From a ramshackle wooden house on the rocky ridge, the agonised screams of a woman shattered the quiet of the Tatra Mountain night.

“Push, Zofia!” implored the giant of a man between her feet. “Push! Our child, he is almost through!”

The mother-to-be bit hard into her bottom lip and pushed with all the strength her body could muster. At once she felt the child slip out of her and with it the pain.

“It's a boy!” cried the huge man, cradling the bloodied child within his huge hands. “It's a boy, Zofia! It's a boy!”

“My darling,” Zofia wept, reaching out to take the child from him and bundling the tiny infant to her breast. “He is beautiful!”

“He is like his mother!”

“He is strong, like his father Eryk!” Zofia shot back, tears of joy and love in her eyes. “Whatever shall we call him?”

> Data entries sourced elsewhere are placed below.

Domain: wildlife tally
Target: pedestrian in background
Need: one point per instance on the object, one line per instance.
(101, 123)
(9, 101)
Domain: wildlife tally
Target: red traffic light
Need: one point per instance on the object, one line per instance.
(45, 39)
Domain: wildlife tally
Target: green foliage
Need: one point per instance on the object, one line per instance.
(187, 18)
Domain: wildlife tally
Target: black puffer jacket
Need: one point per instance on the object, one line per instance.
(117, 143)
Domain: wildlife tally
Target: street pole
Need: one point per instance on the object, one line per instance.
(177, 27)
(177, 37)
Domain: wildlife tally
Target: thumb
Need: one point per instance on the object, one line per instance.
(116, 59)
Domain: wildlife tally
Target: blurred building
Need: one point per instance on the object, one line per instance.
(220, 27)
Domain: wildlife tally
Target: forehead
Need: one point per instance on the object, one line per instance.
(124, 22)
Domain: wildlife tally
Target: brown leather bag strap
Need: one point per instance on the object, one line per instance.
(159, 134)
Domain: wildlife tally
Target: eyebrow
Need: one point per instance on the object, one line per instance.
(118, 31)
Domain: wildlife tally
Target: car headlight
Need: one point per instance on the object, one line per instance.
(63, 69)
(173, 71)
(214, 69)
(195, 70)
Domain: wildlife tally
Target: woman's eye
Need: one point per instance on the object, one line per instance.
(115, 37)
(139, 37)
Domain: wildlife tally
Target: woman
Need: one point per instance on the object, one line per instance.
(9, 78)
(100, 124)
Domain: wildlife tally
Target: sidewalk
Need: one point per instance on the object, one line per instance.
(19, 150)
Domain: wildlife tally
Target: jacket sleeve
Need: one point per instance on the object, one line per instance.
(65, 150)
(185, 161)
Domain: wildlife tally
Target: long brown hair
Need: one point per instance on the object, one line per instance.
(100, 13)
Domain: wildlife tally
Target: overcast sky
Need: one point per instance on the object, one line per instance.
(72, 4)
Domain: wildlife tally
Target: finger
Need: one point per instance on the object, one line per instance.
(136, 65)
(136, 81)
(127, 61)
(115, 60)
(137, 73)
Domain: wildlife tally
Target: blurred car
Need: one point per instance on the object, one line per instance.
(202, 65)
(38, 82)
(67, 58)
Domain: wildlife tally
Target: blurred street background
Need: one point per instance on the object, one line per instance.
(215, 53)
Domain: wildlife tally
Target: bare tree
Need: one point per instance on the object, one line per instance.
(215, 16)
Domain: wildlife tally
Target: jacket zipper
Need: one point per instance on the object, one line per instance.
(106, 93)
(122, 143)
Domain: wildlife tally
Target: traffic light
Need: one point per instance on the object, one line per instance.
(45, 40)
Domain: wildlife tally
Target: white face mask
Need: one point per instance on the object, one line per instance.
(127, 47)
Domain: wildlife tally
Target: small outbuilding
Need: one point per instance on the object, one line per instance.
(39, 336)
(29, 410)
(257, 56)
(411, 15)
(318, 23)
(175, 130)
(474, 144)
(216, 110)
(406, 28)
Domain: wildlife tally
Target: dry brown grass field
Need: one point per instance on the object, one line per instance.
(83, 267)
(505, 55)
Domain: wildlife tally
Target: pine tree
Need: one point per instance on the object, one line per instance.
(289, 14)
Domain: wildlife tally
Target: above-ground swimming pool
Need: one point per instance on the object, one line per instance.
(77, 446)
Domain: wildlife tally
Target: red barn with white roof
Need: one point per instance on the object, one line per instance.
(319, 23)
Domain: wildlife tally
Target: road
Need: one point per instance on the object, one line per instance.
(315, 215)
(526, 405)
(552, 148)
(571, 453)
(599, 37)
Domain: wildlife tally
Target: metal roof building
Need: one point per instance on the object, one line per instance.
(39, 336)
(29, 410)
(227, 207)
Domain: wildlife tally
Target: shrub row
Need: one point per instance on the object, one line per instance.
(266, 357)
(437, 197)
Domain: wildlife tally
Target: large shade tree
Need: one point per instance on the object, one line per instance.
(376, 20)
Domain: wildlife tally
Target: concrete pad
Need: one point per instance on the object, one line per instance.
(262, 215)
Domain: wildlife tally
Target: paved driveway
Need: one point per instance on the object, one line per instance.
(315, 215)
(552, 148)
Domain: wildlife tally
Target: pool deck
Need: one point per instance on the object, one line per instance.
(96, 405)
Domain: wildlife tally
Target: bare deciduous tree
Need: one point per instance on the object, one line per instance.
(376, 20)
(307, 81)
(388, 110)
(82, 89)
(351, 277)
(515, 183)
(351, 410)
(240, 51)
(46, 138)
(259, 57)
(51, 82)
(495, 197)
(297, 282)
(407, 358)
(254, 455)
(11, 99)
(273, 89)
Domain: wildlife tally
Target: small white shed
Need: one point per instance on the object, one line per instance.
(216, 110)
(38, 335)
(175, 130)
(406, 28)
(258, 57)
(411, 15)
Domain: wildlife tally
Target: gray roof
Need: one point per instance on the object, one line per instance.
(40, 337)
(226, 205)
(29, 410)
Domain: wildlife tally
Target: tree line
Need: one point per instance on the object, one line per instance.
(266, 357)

“He is a rare and beautiful thing, precious like a bloodstone,” said Eryk, placing a hand upon his son's head. “Poldek! We will call him Poldek, after the gemstone he embodies. Poldek Tacit, born of compassion and generosity!”

PART ONE

“And they may come to their senses and escape from the snare of the Devil, having been held captive by him to do his will.”

2 Timothy 2:26

ONE

T
UESDAY
, J
ULY
13
TH
, 1915. N
OW
.
R
OME
. I
TALY
.

The Inquisitor knew he was going to die. He had known from the moment they found him. Those who pursued him, he knew how thorough they were. How they could never give up. After all, he had been taught by them. He was one of them. They had shared the same faith. Now those who pursued him were dark imitations of their once proud selves, from the corruption of their minds to the hard looks they wore.

The Darkest Hand. Its reach had grown long.

Inquisitor Cincenzo knew they would catch him and they would kill him, after which they would remove every memory of him, every scrap of evidence about him from the face of the earth.

Root and branch. That had always been the Inquisition's way. They never left anything to chance. And since the Darkest Hand had infiltrated that most devout and secret of organisations within the Catholic Church, Cincenzo knew they had grown strong enough to stop at nothing to ensure that their plans went unchallenged.

He'd thrown himself from the top-floor window of the safe house two heartbeats after they had smashed their way in, catching the lower edge of the apartment terrace beneath in a shower of glass and dropping the remaining ten feet to the street below. There had been more of them waiting for him there, just as he'd expected.

He caught the Inquisitor closest to him in the throat, the man going down choking, his palms tight to his ruptured larynx. A cloaked figure flashed to his right and promptly buckled as Cincenzo delivered an almighty kick between his legs. A punch was thrown from behind and Cincenzo parried it, tearing at his assailant's eyes, raking his face. The point of a staff was hurled out of nowhere and the Inquisitor caught it and thrust it back, battering the attacker in the mouth, breaking teeth. Moments later, a grenade was in his own hand and the alley rocked with light and smoke, blinding eyes and shattering senses, disorienting all caught within its blast.

In the melée of confusion and noise, Cincenzo seized the opportunity
and fled, his head down, his arms pumping, sprinting hard into the city, running with every ounce of strength he possessed. He spun out of the swirl of smoke in the alleyway into the red-grey lamp-lit streets of Rome, his Inquisitor's robe rippling in his slipstream. And as he ran, he thought about the events that had led him to become who he was, an enemy, to be murdered by those he once called allies, with whom he had worked and prayed and killed.

It had begun with the rumours months ago, the private murmurings in the inquisitional hall at the end of assignments, the talk of a darkness growing at the heart of the Vatican. At first Cincenzo ignored his fears, knowing it would be wrong to question. It was simply his duty to do as he was instructed and turn his eyes from things which troubled or concerned him. He was young and naive, only recently promoted to full inquisitional status. He put his doubts down to the rigours of the job, the horrors that he witnessed on a daily basis. The suspicions he now carried with him at all times, the questions without answers, the doubts without resolution, he buried as deep within him as he buried his blades in the bodies of this enemies.